Can I temporarily connect PB13 Ultra to this receiver ? if Yes, then how ? this will be a temporary arrangement maybe for a month, I am planning for a Onkyo TX-NR1030 or Marantz SR7009 which i will buy in next month.
Please check this receiver....


----------



## garcianc2003 (Sep 5, 2014)

I do not have a PB13 but I do not believe that it has speaker level inputs like other subs do. So it would be tough to integrate it with that receiver that does not have line level outputs (either LFE out or pre-outs) that the sub can take advantage.

One option is to run your speaker level subwoofer output from the receiver through a converter to turn it into the line level input going into the sub. You can find those converters online, like this example.


----------



## Aquarian (Oct 16, 2013)

garcianc2003 said:


> I do not have a PB13 but I do not believe that it has speaker level inputs like other subs do.
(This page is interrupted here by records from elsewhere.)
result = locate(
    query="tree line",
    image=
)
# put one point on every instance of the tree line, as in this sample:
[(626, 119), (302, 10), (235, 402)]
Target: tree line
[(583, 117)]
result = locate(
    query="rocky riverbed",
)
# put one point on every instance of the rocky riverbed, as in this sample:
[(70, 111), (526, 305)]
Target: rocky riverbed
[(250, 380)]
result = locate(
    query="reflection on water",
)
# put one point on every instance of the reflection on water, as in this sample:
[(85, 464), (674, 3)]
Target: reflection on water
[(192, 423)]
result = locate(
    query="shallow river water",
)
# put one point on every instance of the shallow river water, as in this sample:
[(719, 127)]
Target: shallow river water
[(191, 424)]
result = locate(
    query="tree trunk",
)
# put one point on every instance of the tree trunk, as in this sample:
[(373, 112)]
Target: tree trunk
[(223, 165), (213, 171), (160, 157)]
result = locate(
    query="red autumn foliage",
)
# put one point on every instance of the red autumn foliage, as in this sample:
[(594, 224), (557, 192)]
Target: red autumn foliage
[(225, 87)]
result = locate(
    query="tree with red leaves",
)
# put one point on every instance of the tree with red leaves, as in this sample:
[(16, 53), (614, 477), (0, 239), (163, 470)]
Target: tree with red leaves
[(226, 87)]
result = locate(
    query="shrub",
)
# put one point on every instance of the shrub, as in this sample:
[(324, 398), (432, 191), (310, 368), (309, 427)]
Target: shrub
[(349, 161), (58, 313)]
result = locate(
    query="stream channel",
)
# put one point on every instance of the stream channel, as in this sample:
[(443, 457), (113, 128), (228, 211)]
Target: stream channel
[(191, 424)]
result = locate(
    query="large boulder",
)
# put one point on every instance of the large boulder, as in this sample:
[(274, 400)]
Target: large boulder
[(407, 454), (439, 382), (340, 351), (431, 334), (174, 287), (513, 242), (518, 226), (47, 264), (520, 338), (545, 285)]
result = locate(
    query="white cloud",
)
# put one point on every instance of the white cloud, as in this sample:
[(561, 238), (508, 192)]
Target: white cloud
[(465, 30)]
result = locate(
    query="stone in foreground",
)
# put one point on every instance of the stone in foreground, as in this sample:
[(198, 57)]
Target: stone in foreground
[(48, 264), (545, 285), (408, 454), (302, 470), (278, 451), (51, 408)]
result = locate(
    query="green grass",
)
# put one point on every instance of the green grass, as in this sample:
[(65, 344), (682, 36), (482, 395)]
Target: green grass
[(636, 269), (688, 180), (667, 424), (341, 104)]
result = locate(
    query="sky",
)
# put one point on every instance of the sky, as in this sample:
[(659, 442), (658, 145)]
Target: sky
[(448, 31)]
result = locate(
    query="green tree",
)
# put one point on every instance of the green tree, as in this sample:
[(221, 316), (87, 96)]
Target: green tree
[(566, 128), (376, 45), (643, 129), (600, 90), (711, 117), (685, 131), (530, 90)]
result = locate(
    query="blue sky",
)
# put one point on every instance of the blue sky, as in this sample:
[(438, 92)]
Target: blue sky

So it would be tough to integrate it with that receiver that does not have line level outputs (either LFE out or pre-outs) that the sub can take advantage.
> 
> One option is to run your speaker level subwoofer output from the receiver through a converter to turn it into the line level input going into the sub. You can find those converters online, like this example.


thanx garcianc2003, yes, I thought so that I cant connect, well I will get the AVR first before the sub 
thx for all the help guys


----------